Zwar wurde die Erhebung kurz nach Bekanntwerden des Antrags auf Kronzeugenstatus von Thomas Schmid abgeschlossen, weswegen Auswirkungen der jüngsten Debatten um die Chat-Protokolle nicht im Demokratiemonitor abgebildet sind. Jedoch stimmte bereits zum Zeitpunkt der Befragung eine Mehrheit von 59 Prozent der Aussage zu, dass "Politik und Medien unter einer Decke stecken". Hat Ex-Kanzler Sebastian Kurz das Vertrauen nachhaltig beschädigt? "Ich würde zu dieser Schlussfolgerung kommen", meint Ogris. Kurz habe Erlösungshoffnungen geweckt und diese nicht halten können.
Was bedenklich stimmt: Die klassische Frage nach dem "starken Führer, der sich nicht um Parlament und Wahlen kümmern muss" wird erstmals seit Erhebungsbeginn nicht mehr mehrheitlich abgelehnt - derzeit stimmen 46 Prozent gar nicht zu, vor einem Jahr waren es noch 56 Prozent. 26 Prozent wünschen sich dezidiert einen starken Führer.

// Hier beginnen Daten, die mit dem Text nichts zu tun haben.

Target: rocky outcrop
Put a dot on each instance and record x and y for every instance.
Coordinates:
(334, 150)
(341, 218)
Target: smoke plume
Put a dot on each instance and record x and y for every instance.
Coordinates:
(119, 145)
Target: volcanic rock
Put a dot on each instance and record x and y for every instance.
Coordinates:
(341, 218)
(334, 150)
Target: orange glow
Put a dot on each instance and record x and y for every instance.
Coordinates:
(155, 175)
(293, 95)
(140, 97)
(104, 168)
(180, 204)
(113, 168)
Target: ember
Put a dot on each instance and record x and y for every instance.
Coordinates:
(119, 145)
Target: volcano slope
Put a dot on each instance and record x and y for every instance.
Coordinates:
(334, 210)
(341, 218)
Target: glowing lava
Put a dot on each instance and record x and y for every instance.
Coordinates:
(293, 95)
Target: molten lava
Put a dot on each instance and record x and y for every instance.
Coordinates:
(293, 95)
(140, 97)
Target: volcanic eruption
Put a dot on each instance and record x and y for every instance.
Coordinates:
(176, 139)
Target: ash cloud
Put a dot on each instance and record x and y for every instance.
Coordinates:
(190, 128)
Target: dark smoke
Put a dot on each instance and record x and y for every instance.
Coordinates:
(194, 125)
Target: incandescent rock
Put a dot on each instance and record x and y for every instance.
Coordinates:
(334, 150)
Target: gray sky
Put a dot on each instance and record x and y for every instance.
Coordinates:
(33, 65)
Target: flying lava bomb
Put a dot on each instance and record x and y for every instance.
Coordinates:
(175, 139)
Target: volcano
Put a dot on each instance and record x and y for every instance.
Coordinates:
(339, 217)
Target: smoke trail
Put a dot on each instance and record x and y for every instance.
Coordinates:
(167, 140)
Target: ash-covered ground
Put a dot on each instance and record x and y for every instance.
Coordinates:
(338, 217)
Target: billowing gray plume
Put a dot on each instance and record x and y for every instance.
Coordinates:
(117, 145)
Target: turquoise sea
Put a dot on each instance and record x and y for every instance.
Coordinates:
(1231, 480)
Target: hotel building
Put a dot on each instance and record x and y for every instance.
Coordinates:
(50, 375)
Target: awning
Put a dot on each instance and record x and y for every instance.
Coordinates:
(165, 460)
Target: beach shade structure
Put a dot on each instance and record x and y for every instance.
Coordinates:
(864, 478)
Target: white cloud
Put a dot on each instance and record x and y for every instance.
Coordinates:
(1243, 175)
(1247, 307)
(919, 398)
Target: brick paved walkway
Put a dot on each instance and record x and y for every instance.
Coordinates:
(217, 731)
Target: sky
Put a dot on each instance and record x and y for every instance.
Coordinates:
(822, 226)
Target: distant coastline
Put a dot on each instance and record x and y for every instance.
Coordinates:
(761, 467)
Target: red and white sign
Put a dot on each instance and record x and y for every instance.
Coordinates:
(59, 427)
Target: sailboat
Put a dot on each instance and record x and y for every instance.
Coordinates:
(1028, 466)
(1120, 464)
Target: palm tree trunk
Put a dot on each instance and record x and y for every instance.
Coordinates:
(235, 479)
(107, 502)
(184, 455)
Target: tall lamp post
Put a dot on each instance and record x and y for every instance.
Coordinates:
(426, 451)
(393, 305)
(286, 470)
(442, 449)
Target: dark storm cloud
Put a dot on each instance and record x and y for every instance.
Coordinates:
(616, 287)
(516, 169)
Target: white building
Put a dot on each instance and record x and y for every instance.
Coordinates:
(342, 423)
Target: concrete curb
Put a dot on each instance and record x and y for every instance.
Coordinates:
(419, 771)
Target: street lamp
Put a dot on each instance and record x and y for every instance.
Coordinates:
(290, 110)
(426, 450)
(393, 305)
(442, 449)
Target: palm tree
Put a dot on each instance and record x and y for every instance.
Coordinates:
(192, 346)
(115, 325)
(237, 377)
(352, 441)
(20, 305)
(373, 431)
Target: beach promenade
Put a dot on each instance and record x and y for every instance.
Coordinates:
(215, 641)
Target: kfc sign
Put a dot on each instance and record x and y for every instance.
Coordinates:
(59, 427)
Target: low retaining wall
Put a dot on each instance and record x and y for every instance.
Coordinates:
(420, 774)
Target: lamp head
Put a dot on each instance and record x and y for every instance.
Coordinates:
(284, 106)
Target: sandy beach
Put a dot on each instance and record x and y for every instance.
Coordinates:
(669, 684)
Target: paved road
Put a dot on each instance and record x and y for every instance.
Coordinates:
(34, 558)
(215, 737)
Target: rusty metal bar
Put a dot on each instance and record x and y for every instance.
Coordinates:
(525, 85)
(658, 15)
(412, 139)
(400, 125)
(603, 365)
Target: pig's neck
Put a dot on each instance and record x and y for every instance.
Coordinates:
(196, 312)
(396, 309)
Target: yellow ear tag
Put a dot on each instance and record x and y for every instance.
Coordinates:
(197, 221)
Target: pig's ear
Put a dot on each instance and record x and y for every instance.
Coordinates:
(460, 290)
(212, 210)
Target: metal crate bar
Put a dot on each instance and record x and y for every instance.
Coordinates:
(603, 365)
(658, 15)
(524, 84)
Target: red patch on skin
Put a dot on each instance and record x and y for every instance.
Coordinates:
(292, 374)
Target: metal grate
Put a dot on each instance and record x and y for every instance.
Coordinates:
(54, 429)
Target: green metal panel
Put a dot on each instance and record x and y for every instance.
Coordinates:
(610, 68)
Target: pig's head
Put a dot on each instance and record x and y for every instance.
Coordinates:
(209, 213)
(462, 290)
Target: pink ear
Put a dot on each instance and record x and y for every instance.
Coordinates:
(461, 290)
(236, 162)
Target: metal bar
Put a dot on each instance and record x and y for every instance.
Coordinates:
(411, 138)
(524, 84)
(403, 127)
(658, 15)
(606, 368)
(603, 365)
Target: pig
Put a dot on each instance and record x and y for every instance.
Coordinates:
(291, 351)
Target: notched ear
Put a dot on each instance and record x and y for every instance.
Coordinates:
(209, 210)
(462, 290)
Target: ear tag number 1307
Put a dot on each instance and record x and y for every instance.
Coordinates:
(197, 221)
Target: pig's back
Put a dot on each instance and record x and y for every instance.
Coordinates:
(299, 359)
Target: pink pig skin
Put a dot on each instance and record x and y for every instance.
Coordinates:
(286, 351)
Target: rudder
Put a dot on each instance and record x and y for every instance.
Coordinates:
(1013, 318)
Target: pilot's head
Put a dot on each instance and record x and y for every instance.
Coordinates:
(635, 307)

Diktatur keine Alternative
Gleichzeitig hat die Demokratie aber nicht an Zustimmung verloren: Über die fünf Erhebungsjahre hinweg denken jeweils knapp neun von zehn Menschen, dass sie - trotz mancher Probleme - die beste Staatsform ist.
Welche Staatsform wäre überhaupt nach Vorstellung der Österreicher eine Alternative? Eine Diktator wünschen sich nur sechs Prozent. Gestiegen sind autoritäre Demokratievorstellungen - etwa nach dem Vorbild illiberaler Demokratien wie Ungarn oder Polen. 22 Prozent der Bevölkerung vertreten klassisch autoritäre Haltungen wie die Hinwendung zu einer Führerfigur oder Law & Order, ohne jedoch die Demokratie abzulehnen.
"Wir müssen uns als Politik und als Gesellschaft dringend überlegen, wie wir Konflikte angehen", sagt Zandonella. Derzeit laufe alles über Polarisierung und Spaltung, was kein naturgegebener Prozess sei.